Television is now fine. They replaced the main unit with a new set at noon yesterday.
That leaves the internet connectivity problem. I was successfully able to copy a version of Internet Connect from another Mac and re-install it on my laptop. So that is now working. The actual connection to the internet is clearly working, but there is some problem with the initial handshake with the Telstra site and I am not able to make the connection that activates my account. I will try a phone call later this morning and see if that helps.
The sun is up - a perfect orange disc just above the horizon. And the first taste and aroma of the morning coffee is excellent.
Immediate |
Description |
Time |
Mathematics |
"Why Beauty is Truth: A History of Symmetry" by Ian Stewart |
1 hr |
Literature |
"Three Dollars" by Elliot Perlman |
1 hr |
C. Actual Learning Activities
5:40 am
Mathematics 64
September 25, 2007
5:40 am
I read the third chapter of "Why Beauty is Truth" by Ian Stewart yesterday evening. There wasn't much math in the chapter but there was some nice poetry.
3. The Persian Poet
- Omar Khayyam is primarily remembered for the poem 'The Rubaiyat' [p. 33]
- Here is the opening quatrain of the chapter:
- Wake! For the Sun, who scattered into flight
The Stars before him from the Field of Night
Drives Night along with them from Heav'n and strikes
The Sultan's Turret
with a Shaft of Light
This captures the sunrise I am watching at the moment much more effectively than my "Oh, wow!"
- He also should be remembered for his solutions to the cubic equations. [p.33]
- "Around the year 100, Nichomachus, probably an Arabian hailing from Judea, wrote a book called Introductio Arithmetica in which he abandoned the Greek tradition of representing numbers by geometrical quantities such as lengths or areas. To Nichomachus, numbers were quantities in their own right." [p. 35]
- "Symbolism entered into algebra in the work of a Greek mathematician named Diophantus, sometime around 500. ... He wrote ...the 13 books of the Arithmetica. Six of them are still in existence. ... Mostly, the Arithmetica is about solving equations. The first surviving book discusses linear equations; the other five treat various kinds of quadratic equations, often in several unknowns, and a few special cubic equations. A key feature is that the answers are always integers or rational numbers.

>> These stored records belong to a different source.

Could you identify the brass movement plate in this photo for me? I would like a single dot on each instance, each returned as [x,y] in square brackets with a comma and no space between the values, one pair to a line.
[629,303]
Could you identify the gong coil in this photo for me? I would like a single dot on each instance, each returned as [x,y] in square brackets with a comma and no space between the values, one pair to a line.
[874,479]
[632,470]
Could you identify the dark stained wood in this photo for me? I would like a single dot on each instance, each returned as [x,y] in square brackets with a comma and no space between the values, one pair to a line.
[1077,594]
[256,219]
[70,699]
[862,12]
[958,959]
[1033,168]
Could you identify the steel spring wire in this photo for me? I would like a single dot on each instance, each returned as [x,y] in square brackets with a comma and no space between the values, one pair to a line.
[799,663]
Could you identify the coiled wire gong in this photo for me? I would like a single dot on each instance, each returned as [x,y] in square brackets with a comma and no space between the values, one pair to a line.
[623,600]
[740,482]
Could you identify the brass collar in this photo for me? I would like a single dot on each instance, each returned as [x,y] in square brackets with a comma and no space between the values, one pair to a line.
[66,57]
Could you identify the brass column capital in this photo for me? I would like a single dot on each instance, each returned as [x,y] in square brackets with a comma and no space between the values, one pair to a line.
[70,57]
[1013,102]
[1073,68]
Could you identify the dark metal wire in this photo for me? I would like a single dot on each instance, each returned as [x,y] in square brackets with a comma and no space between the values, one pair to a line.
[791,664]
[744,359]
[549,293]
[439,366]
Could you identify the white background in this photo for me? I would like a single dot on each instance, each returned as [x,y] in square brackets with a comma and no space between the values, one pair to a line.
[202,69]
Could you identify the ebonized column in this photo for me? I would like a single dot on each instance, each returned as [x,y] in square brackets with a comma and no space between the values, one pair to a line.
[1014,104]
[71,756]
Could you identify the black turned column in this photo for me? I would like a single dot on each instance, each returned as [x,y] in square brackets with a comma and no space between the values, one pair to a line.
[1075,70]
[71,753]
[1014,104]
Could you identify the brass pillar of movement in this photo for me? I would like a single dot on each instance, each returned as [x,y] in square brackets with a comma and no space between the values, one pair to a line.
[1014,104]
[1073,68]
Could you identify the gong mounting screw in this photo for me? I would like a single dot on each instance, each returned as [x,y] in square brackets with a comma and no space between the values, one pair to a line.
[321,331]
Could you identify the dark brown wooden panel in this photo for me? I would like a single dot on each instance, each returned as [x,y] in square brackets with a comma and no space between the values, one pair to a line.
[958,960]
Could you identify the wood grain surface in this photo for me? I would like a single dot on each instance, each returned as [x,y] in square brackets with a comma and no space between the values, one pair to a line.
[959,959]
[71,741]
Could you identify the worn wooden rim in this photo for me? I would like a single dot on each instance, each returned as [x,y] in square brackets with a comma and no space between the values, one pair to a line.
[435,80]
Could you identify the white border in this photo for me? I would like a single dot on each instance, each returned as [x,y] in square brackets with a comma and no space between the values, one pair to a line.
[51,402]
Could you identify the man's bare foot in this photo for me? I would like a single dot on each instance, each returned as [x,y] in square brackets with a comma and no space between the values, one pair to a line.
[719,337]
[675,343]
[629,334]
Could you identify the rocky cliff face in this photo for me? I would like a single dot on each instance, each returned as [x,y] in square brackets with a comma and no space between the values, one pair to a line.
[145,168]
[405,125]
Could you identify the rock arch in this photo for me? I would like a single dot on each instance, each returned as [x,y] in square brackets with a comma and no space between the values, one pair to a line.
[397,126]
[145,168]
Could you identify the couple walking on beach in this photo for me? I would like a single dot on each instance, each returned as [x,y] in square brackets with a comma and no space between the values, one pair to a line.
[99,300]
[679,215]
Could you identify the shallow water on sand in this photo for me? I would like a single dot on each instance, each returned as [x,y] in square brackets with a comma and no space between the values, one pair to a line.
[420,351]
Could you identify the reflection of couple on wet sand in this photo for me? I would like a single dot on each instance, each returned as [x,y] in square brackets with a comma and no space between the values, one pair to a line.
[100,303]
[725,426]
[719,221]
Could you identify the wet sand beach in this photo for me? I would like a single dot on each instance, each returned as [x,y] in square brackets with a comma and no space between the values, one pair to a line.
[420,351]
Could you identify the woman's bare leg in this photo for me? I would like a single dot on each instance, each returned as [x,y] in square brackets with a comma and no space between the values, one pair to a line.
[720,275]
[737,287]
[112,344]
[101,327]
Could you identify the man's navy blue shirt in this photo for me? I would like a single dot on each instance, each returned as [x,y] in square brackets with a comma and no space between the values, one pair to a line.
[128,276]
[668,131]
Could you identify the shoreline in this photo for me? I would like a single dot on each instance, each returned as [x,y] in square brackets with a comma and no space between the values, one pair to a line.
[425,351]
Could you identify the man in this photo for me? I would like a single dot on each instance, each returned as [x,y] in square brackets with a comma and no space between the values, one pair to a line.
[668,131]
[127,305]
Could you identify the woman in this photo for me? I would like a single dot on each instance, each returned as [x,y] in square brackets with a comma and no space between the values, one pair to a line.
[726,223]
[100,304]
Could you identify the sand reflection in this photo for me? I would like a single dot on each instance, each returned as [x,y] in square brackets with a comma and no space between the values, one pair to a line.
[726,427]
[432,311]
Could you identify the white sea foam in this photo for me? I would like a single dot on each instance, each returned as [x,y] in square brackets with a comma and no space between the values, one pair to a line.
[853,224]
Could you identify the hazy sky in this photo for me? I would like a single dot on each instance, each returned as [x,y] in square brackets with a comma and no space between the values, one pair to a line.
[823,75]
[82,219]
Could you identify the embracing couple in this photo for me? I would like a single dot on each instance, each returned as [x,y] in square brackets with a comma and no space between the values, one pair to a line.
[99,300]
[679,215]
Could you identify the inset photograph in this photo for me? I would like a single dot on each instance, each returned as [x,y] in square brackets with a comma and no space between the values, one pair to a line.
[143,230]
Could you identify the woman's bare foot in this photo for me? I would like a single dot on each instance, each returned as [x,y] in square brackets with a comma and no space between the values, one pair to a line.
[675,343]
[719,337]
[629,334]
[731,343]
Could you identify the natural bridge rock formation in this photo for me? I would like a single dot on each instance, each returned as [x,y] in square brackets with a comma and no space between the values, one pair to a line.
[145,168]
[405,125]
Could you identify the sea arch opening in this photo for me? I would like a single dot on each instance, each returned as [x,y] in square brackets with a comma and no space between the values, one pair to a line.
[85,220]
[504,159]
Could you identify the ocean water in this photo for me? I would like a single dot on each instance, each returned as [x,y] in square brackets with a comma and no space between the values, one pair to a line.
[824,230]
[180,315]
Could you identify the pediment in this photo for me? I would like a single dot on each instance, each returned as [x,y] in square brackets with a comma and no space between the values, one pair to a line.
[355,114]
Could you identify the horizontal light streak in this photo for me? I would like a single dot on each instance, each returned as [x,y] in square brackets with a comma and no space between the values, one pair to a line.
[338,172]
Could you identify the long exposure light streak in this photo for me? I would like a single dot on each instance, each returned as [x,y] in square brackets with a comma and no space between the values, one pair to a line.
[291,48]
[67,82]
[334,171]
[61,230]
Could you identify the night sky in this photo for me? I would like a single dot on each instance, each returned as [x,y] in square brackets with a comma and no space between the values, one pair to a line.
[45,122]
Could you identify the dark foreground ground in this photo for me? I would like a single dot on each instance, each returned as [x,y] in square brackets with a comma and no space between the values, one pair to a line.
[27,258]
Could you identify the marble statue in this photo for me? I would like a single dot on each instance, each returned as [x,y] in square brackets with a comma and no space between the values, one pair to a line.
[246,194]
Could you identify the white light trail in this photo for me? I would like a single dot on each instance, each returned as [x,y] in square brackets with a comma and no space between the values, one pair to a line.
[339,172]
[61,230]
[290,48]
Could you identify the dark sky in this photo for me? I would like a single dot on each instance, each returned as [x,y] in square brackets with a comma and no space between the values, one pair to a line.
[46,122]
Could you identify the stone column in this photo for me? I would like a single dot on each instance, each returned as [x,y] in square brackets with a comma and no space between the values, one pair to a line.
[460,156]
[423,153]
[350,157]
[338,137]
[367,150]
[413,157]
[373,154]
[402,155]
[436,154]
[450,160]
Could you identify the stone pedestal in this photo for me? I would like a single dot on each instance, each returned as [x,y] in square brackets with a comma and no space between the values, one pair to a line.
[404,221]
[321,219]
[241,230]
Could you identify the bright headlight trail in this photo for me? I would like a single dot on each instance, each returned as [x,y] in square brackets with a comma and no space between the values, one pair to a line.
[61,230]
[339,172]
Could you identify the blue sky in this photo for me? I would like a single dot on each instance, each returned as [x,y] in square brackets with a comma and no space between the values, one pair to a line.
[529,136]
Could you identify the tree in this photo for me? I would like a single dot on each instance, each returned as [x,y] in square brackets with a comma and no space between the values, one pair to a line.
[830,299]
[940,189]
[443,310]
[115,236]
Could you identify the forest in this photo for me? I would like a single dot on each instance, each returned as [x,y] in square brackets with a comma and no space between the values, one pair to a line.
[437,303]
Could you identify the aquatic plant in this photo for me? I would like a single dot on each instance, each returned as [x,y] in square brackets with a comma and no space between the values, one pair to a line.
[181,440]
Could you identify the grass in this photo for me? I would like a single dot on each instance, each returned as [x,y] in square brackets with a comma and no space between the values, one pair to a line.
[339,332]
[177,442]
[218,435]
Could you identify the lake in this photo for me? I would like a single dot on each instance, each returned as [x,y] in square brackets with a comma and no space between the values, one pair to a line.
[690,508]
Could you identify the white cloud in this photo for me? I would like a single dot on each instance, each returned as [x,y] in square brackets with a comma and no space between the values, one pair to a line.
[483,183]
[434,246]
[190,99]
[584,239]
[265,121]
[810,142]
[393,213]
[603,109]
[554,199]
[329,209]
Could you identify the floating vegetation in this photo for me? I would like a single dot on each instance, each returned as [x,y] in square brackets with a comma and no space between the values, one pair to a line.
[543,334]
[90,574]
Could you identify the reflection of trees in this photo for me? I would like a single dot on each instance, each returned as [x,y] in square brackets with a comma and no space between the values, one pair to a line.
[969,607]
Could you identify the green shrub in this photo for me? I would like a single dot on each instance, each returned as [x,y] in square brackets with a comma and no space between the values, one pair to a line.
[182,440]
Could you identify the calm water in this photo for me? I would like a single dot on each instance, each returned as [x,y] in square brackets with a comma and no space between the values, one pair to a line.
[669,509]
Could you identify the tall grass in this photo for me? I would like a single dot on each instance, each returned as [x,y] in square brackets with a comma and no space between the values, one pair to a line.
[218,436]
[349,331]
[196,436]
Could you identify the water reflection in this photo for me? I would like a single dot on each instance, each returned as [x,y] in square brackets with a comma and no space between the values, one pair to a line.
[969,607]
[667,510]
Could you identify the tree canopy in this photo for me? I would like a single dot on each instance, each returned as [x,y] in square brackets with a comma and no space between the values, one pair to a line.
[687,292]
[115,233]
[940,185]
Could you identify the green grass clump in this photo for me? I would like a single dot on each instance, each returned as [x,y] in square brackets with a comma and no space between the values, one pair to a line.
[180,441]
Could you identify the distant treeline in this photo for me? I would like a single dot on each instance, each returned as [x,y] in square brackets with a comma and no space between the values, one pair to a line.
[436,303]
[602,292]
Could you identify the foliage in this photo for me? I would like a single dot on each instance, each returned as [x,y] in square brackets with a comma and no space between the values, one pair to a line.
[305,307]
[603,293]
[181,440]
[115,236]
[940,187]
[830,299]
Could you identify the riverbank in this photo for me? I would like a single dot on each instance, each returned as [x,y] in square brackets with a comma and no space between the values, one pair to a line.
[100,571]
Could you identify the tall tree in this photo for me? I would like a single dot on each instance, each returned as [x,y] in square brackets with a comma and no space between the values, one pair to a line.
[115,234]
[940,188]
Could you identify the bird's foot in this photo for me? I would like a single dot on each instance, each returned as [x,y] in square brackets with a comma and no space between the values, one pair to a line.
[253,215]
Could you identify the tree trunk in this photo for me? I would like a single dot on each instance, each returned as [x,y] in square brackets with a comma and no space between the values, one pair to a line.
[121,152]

Today we call an equation 'Diophantine' if its solutions are restricted to integers or rational numbers." [p. 35 - 36]
- "Diophantine equations are central to modern number theory." [p. 36]
- "Algebra really arrived on the mathematical scene in 830, when the main action moved from the Greek world to the Arabic one. In that year the astronomer Mohamed ibn Musa al-Khwarizmi wrote a book called al-Jabr w'al Muqabala. The book explains how to solve linear and quadratic equations. [p. 36 - 37]
- "Al-Khwarizmi's immediate successors worked out how to solve a few special cubic equations. ... the most famous of them all is Omar Khayyam." [p. 37]
- "Making liberal use of conic sections, Omar developed geometric solutions for all cubic equations. ... He distinguished fourteen different types of cubic, depending on which terms appear on each side of the equation." [p. 41]
- Reading this book while in Australia makes another of Omar Khayyam's quatrains all the more striking:
- And lately, by the Tavern Door agape,
Came shining through the Dusk an Angel Shape
Bearing a Vessel on his Shoulder; and
He bid me taste of it; and 'twas - the Grape.
The barbeque is now operational. Lunch.